The United States is imposing sanctions in response to the Russian Federation’s malign behavior. Security cameras monitor the grounds of Russia’s embassy in Washington on April 15. (© Carolyn Kaster/AP Images)
The United States is imposing sanctions in response to the Russian Federation’s malign behavior. Security cameras monitor the grounds of Russia’s embassy in Washington on April 15. (© Carolyn Kaster/AP Images)

The United States is imposing consequences on the Russian government for cyber intrusions, attempted election interference and other “reckless” conduct against the United States and its allies.

More than 20 countries issued statements expressing solidarity with or support for the United States.

President Biden in an April 15 executive order strengthening sanctions authority called Russia’s behavior — from attempts to undermine free and fair elections to malicious cyber activity to targeting dissidents or journalists — “an unusual and extraordinary threat” to U.S. national security and interests.

Using new authority under the order, the U.S. Department of the Treasury sanctioned those involved in Russian election interference efforts and technology companies that support Russia’s cyber program. The Treasury also blocked certain financial dealings in Russian sovereign debt to impose costs on the regime.

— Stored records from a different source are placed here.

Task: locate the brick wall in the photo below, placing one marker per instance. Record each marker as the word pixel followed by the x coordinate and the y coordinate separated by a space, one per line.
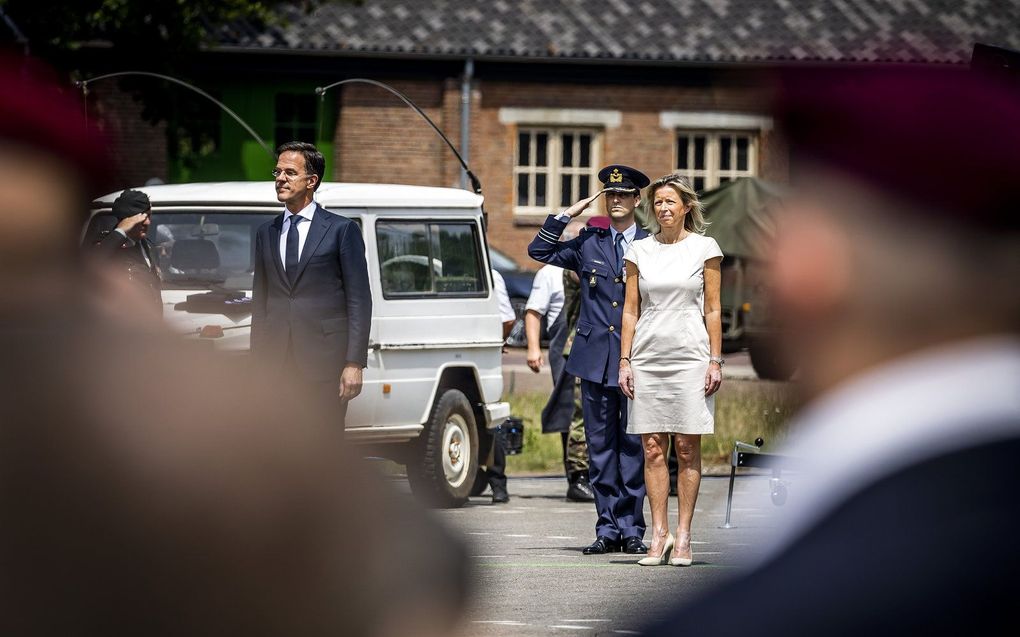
pixel 139 149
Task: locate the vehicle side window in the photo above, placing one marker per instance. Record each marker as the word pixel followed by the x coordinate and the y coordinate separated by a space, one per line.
pixel 419 259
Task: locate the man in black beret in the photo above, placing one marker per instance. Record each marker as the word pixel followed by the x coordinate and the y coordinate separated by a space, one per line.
pixel 128 246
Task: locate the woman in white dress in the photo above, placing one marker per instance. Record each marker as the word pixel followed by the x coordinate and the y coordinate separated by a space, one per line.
pixel 670 363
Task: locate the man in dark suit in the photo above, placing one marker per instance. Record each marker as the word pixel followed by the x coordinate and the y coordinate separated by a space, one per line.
pixel 895 269
pixel 311 303
pixel 616 468
pixel 128 249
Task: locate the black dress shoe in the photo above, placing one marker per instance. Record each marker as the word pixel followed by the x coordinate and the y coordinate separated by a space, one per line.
pixel 580 491
pixel 634 546
pixel 601 545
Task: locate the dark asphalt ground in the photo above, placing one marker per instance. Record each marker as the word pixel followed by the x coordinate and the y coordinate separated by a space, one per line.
pixel 532 579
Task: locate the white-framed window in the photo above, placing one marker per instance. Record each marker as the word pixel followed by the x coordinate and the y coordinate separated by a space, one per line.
pixel 709 158
pixel 554 167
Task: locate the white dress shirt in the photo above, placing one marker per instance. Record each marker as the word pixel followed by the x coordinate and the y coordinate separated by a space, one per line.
pixel 628 235
pixel 547 293
pixel 500 287
pixel 307 212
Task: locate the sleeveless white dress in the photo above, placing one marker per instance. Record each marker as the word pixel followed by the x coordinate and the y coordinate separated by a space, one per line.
pixel 670 352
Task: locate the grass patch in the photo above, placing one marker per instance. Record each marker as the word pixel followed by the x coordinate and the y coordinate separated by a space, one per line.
pixel 745 410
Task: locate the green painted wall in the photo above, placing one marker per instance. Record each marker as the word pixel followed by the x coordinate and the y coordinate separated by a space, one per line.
pixel 238 156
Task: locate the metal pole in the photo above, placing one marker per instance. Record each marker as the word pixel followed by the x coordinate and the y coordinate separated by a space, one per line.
pixel 475 183
pixel 465 116
pixel 84 84
pixel 729 495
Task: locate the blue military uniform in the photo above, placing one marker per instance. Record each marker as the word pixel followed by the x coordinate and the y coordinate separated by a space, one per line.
pixel 616 459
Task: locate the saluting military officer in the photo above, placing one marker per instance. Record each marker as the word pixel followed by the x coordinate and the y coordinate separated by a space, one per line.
pixel 616 468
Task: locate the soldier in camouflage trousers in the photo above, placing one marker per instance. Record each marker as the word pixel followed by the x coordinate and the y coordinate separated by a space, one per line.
pixel 563 412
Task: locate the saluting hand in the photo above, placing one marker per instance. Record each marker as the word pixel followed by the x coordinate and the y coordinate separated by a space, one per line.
pixel 580 206
pixel 350 382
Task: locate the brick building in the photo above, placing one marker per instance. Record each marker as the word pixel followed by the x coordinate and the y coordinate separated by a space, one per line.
pixel 547 91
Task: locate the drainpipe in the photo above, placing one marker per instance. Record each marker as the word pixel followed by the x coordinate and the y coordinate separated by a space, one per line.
pixel 465 117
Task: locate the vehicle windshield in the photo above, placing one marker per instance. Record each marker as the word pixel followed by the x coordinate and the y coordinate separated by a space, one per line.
pixel 201 250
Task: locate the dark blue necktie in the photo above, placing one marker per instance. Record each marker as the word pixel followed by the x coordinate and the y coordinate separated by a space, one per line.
pixel 293 247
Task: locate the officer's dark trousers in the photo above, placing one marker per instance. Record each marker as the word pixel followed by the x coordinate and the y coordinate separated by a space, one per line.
pixel 616 463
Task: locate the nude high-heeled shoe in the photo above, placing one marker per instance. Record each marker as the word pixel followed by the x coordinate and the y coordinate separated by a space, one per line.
pixel 682 561
pixel 660 559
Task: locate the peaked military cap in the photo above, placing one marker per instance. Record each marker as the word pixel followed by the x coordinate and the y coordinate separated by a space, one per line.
pixel 623 178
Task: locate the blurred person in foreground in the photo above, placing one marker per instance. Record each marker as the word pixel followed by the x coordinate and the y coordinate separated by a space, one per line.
pixel 167 497
pixel 549 301
pixel 671 356
pixel 897 270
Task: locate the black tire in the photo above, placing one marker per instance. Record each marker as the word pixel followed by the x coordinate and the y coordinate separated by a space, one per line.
pixel 480 483
pixel 768 363
pixel 446 468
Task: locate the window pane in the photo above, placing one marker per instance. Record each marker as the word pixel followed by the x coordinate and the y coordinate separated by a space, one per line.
pixel 567 160
pixel 699 153
pixel 725 144
pixel 522 186
pixel 523 149
pixel 405 261
pixel 456 264
pixel 584 152
pixel 681 152
pixel 742 153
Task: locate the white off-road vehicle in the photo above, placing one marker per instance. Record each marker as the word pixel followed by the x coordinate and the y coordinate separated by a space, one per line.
pixel 432 385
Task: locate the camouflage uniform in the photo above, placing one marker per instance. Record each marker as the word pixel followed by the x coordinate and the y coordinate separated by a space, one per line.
pixel 576 457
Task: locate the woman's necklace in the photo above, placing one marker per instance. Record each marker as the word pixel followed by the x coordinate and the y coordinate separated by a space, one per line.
pixel 683 234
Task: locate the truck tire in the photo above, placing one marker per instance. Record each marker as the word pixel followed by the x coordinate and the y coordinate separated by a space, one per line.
pixel 445 470
pixel 768 363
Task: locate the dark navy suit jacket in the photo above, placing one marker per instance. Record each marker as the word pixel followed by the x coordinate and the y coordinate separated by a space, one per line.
pixel 596 352
pixel 326 316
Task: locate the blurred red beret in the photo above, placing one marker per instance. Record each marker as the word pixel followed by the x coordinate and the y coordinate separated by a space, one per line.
pixel 946 140
pixel 36 111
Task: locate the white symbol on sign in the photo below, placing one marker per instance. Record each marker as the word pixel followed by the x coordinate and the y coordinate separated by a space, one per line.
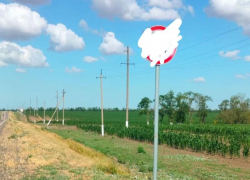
pixel 159 45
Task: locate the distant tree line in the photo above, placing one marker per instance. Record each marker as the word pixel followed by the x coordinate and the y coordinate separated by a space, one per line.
pixel 236 110
pixel 176 106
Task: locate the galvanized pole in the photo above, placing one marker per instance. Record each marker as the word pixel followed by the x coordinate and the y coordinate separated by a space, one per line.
pixel 34 113
pixel 156 120
pixel 63 107
pixel 102 105
pixel 36 106
pixel 44 113
pixel 56 106
pixel 30 106
pixel 127 101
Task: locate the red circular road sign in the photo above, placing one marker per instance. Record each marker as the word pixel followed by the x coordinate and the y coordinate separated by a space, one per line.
pixel 161 28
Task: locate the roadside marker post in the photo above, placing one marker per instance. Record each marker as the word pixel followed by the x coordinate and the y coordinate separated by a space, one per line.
pixel 159 45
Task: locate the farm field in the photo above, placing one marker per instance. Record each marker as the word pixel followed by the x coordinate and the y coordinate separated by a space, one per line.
pixel 219 139
pixel 216 151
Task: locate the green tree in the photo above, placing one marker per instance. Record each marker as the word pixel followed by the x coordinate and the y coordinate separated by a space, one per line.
pixel 202 107
pixel 168 105
pixel 191 97
pixel 224 105
pixel 181 108
pixel 144 106
pixel 235 111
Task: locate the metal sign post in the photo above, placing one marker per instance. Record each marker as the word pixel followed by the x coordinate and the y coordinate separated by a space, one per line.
pixel 159 45
pixel 156 120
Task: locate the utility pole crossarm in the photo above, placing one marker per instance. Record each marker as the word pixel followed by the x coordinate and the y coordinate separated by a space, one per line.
pixel 44 112
pixel 63 105
pixel 127 96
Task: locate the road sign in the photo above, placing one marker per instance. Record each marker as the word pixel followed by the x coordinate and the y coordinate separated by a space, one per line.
pixel 159 43
pixel 162 28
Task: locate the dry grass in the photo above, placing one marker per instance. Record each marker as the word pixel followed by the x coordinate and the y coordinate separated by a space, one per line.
pixel 29 147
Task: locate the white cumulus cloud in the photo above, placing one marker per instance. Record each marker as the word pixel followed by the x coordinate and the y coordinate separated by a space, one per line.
pixel 230 54
pixel 72 70
pixel 240 76
pixel 111 45
pixel 200 79
pixel 19 70
pixel 63 39
pixel 89 59
pixel 131 10
pixel 247 58
pixel 27 56
pixel 232 10
pixel 33 2
pixel 18 22
pixel 84 24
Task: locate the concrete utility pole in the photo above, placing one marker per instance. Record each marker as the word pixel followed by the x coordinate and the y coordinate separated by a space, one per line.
pixel 102 103
pixel 127 97
pixel 44 112
pixel 63 106
pixel 36 106
pixel 30 106
pixel 34 113
pixel 57 105
pixel 156 121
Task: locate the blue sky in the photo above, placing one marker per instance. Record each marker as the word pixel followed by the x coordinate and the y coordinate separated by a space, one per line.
pixel 46 53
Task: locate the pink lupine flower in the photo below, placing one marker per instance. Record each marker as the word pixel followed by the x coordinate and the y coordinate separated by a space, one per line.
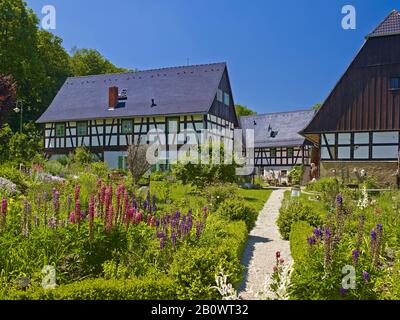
pixel 3 212
pixel 56 202
pixel 118 194
pixel 125 204
pixel 138 218
pixel 109 218
pixel 77 211
pixel 77 191
pixel 91 216
pixel 72 218
pixel 130 216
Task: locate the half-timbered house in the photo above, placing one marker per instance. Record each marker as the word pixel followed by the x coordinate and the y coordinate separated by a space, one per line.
pixel 106 113
pixel 277 145
pixel 357 127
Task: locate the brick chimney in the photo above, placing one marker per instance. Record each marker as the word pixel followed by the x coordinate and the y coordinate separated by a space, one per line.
pixel 112 97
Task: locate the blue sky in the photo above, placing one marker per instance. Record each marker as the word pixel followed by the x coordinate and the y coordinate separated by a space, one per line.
pixel 281 55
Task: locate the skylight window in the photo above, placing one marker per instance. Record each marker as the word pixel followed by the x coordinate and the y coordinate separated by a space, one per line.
pixel 395 83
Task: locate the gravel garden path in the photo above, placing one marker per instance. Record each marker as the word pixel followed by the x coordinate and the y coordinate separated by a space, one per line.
pixel 264 241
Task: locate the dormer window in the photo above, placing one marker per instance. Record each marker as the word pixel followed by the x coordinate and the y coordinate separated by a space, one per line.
pixel 226 99
pixel 395 83
pixel 81 128
pixel 220 95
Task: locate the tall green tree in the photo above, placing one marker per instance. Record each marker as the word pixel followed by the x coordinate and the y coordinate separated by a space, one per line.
pixel 55 64
pixel 89 61
pixel 19 55
pixel 8 93
pixel 243 111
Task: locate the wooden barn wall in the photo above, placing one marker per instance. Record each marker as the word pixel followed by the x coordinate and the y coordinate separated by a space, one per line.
pixel 362 101
pixel 219 109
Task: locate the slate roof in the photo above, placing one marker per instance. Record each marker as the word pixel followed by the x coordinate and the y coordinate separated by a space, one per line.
pixel 389 26
pixel 175 90
pixel 287 125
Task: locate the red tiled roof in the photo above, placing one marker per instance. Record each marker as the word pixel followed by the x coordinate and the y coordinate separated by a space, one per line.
pixel 389 26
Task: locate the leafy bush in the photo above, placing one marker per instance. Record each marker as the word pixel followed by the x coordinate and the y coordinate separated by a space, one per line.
pixel 159 288
pixel 202 174
pixel 298 239
pixel 55 168
pixel 194 270
pixel 293 210
pixel 295 176
pixel 218 193
pixel 328 187
pixel 236 209
pixel 12 174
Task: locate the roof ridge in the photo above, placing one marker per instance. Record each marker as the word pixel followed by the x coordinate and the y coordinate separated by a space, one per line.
pixel 377 33
pixel 149 70
pixel 276 113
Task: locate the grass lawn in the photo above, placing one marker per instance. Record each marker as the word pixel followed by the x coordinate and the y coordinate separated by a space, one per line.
pixel 189 198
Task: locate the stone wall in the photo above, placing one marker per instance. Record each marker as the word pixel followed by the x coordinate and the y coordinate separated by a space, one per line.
pixel 383 171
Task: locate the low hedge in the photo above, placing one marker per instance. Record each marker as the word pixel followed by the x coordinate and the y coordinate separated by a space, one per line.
pixel 298 240
pixel 100 289
pixel 296 209
pixel 236 210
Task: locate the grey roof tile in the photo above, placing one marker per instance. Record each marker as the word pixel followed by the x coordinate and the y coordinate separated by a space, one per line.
pixel 389 26
pixel 176 90
pixel 287 125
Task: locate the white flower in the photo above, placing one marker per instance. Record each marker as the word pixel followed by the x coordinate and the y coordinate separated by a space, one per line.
pixel 225 289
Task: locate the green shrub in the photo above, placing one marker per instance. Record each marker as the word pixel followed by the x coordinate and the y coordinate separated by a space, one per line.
pixel 194 270
pixel 55 168
pixel 293 210
pixel 11 173
pixel 295 175
pixel 328 187
pixel 160 288
pixel 237 209
pixel 298 239
pixel 218 193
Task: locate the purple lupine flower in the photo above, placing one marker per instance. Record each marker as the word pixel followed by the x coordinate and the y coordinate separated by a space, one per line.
pixel 373 235
pixel 77 211
pixel 77 191
pixel 3 211
pixel 56 201
pixel 198 229
pixel 366 276
pixel 356 254
pixel 311 240
pixel 343 292
pixel 318 233
pixel 154 206
pixel 173 239
pixel 72 218
pixel 134 202
pixel 339 200
pixel 328 233
pixel 205 211
pixel 69 203
pixel 91 216
pixel 52 223
pixel 160 234
pixel 145 204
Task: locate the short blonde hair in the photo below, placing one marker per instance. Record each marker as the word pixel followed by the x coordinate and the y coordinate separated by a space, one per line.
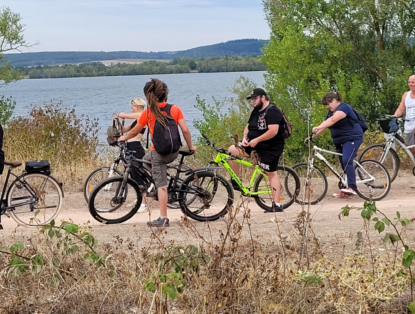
pixel 138 102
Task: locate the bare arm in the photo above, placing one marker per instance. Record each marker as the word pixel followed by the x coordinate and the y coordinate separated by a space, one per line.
pixel 272 131
pixel 338 115
pixel 134 132
pixel 134 115
pixel 186 134
pixel 401 107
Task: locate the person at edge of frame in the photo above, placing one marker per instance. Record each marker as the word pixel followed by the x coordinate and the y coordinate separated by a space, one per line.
pixel 134 144
pixel 1 150
pixel 408 105
pixel 347 135
pixel 263 140
pixel 156 93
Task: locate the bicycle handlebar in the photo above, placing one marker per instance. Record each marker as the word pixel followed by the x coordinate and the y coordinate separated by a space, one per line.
pixel 219 150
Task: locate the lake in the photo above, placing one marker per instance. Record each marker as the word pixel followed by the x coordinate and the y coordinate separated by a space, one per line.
pixel 99 97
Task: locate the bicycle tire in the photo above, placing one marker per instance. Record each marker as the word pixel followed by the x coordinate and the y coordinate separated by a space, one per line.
pixel 217 196
pixel 289 190
pixel 378 188
pixel 112 206
pixel 392 161
pixel 318 186
pixel 42 208
pixel 95 177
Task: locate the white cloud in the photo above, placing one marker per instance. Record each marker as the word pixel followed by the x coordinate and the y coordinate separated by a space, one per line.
pixel 140 25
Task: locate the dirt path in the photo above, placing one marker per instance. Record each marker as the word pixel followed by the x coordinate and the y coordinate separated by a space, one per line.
pixel 326 225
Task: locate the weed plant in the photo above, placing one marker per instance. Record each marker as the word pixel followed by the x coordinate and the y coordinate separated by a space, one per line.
pixel 219 268
pixel 57 134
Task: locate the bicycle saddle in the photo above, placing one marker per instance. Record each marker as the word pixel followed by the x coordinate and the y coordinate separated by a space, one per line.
pixel 186 152
pixel 13 164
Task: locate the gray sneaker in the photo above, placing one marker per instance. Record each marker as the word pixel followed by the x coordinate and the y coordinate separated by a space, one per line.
pixel 275 209
pixel 159 222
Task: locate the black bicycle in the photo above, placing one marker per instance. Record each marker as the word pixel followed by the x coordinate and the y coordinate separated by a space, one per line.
pixel 34 198
pixel 203 195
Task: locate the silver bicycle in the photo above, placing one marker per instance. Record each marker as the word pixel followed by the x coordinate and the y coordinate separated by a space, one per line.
pixel 372 179
pixel 386 153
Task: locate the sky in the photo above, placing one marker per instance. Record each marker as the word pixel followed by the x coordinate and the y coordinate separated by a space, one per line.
pixel 137 25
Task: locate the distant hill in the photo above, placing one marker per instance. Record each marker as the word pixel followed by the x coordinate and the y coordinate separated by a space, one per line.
pixel 242 47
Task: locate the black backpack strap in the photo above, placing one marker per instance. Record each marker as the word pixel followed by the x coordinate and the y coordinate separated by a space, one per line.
pixel 167 109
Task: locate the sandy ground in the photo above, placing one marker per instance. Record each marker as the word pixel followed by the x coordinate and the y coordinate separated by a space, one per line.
pixel 325 222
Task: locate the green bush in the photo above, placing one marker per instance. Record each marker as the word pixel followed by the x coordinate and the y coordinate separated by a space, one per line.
pixel 221 125
pixel 54 133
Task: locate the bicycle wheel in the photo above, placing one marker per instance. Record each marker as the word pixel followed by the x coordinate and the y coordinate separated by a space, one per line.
pixel 112 202
pixel 376 188
pixel 42 198
pixel 318 184
pixel 290 187
pixel 96 177
pixel 391 162
pixel 206 196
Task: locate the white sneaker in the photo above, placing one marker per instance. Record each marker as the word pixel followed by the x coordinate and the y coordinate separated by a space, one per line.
pixel 143 208
pixel 348 191
pixel 132 204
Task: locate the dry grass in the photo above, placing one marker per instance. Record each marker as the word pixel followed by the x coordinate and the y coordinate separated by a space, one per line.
pixel 229 272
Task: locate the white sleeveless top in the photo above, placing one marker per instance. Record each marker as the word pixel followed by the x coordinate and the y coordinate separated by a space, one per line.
pixel 410 113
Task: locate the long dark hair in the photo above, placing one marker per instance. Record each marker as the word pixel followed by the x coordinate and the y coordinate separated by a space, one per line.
pixel 330 96
pixel 156 92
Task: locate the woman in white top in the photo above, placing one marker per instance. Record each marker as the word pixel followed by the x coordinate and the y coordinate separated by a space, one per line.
pixel 134 143
pixel 408 104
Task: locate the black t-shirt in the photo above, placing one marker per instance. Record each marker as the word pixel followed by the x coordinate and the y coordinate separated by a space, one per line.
pixel 258 125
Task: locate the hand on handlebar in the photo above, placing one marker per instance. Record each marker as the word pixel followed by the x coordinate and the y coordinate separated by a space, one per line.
pixel 245 142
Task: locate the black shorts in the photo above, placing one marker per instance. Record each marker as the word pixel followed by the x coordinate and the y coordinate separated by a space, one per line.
pixel 139 153
pixel 267 160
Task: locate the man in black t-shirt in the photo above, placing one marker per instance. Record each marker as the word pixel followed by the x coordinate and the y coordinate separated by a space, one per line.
pixel 263 136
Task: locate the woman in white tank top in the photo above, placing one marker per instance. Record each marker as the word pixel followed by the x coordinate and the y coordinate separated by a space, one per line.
pixel 408 104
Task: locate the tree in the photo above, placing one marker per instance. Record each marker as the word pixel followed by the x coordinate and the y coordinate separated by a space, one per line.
pixel 362 48
pixel 11 39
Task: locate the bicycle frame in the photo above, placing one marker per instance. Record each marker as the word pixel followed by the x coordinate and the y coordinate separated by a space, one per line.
pixel 4 206
pixel 175 184
pixel 31 200
pixel 221 158
pixel 315 152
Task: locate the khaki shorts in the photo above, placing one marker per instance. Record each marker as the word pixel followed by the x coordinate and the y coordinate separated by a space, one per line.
pixel 410 138
pixel 159 166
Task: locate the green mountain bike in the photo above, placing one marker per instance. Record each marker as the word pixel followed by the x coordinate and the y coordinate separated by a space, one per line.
pixel 258 186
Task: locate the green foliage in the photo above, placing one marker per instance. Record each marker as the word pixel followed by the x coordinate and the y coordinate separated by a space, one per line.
pixel 309 278
pixel 361 48
pixel 390 239
pixel 176 262
pixel 67 238
pixel 54 133
pixel 11 38
pixel 223 120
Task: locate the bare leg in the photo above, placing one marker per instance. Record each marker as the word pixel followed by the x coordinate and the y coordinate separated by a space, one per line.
pixel 162 196
pixel 275 184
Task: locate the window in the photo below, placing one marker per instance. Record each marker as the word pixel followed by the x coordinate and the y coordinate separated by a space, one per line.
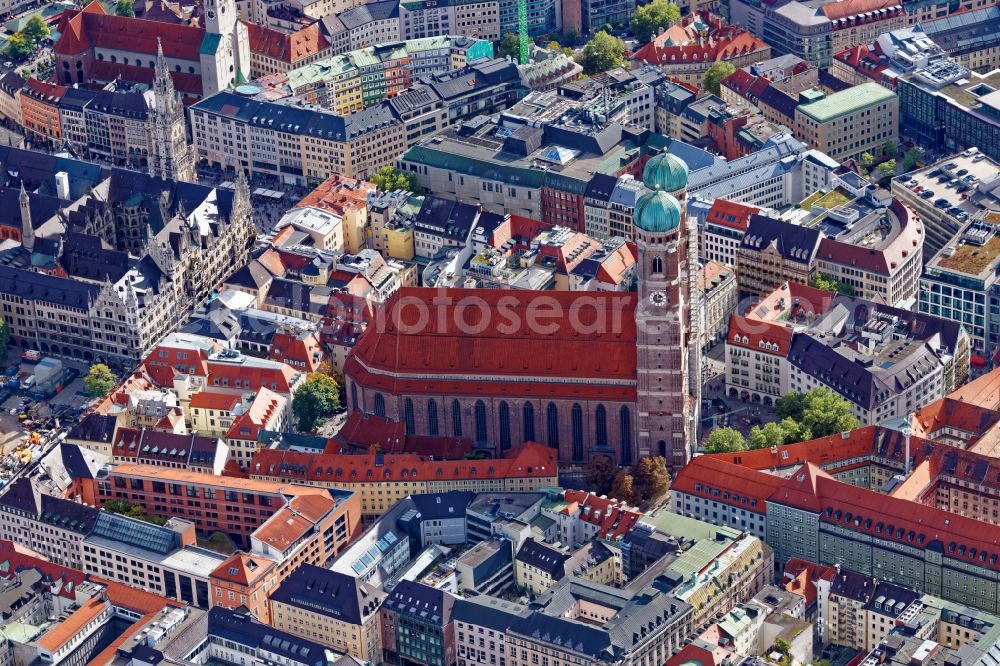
pixel 408 416
pixel 625 431
pixel 480 421
pixel 552 419
pixel 601 426
pixel 456 419
pixel 577 432
pixel 528 419
pixel 504 426
pixel 432 428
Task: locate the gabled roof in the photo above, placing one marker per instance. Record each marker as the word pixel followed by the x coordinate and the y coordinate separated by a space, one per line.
pixel 92 27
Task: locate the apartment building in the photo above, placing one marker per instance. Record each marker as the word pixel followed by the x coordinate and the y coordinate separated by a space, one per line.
pixel 848 123
pixel 236 506
pixel 355 80
pixel 688 48
pixel 717 286
pixel 524 469
pixel 793 342
pixel 330 608
pixel 161 559
pixel 960 283
pixel 52 527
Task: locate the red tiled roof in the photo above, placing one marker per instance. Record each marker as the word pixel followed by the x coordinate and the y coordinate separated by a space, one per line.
pixel 612 518
pixel 92 28
pixel 801 577
pixel 61 580
pixel 104 71
pixel 528 460
pixel 210 400
pixel 288 48
pixel 756 335
pixel 731 214
pixel 458 332
pixel 242 568
pixel 847 8
pixel 825 452
pixel 713 473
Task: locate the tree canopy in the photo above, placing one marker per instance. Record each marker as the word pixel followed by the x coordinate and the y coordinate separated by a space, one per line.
pixel 36 29
pixel 602 53
pixel 510 45
pixel 910 159
pixel 830 283
pixel 316 399
pixel 99 380
pixel 650 18
pixel 819 413
pixel 19 46
pixel 388 178
pixel 716 74
pixel 601 474
pixel 725 440
pixel 650 478
pixel 622 488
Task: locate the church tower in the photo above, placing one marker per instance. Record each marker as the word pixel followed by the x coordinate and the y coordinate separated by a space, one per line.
pixel 27 229
pixel 225 51
pixel 666 336
pixel 170 154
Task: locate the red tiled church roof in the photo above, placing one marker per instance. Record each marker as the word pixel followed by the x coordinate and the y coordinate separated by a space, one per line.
pixel 92 27
pixel 433 340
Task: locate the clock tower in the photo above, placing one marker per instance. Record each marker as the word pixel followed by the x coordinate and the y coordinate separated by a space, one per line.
pixel 667 365
pixel 225 50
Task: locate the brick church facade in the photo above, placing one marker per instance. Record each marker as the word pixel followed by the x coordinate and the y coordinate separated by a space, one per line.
pixel 587 373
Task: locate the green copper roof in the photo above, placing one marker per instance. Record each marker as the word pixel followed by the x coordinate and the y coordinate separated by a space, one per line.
pixel 846 101
pixel 665 172
pixel 657 212
pixel 210 43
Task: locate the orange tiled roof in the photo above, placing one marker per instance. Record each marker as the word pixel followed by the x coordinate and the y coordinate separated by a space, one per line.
pixel 56 637
pixel 211 400
pixel 529 460
pixel 288 48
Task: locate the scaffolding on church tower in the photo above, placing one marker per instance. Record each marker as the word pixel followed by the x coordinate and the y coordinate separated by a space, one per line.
pixel 522 32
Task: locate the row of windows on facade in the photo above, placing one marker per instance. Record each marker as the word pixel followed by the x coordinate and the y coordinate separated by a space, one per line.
pixel 528 420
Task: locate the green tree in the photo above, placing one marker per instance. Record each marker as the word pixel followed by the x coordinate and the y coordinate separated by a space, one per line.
pixel 826 413
pixel 790 406
pixel 601 474
pixel 650 478
pixel 99 380
pixel 910 159
pixel 830 283
pixel 19 46
pixel 622 488
pixel 650 18
pixel 389 178
pixel 602 53
pixel 35 29
pixel 316 399
pixel 887 169
pixel 725 440
pixel 510 45
pixel 716 74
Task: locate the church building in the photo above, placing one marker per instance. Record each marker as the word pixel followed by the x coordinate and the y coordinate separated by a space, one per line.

In addition, the State Department expelled 10 officials from Russia’s bilateral diplomatic mission.

“These actions are intended to hold Russia to account for its reckless actions,” Secretary of State Antony Blinken said, faulting the Russian government’s cyber intrusions and attempts to interfere in the 2020 U.S. election. “We will act firmly in response to Russian actions that cause harm to us or our allies and partners.”

Blinken also expressed concern for the health and treatment of Russian opposition leader Aleksey Navalny and called for his unconditional release.

The Treasury sanctions target 16 entities and 16 individuals that attempted to interfere in the 2020 U.S. elections at the direction of the Russian government.

Treasury also designated six technology companies that either provided research and development or material support for the Russian intelligence service’s malign cyber activities.

On April 15, the United States formally named Russia’s foreign intelligence service, known as the SVR, as the perpetrator of the SolarWinds compromise, part of a cyber espionage campaign with the potential to disrupt more than 16,000 computer systems globally.

As part of the day’s actions, the National Security Agency, the Cybersecurity and Infrastructure Security Agency and the FBI issued a cybersecurity advisory that provides specific details to assist in identifying and responding to the SVR’s malicious cyber activity.

The State Department also announced programs to train international partners to respond to cyber incidents, part of a strategy to promote cybersecurity worldwide.

Numerous countries, as well as the European Union and NATO, issued statements supporting U.S. actions to hold Russia’s leaders accountable for the SolarWinds hack.

“Russia continues to demonstrate a sustained pattern of destabilising behavior,” NATO said in its April 15 statement. “We stand in solidarity with the United States.”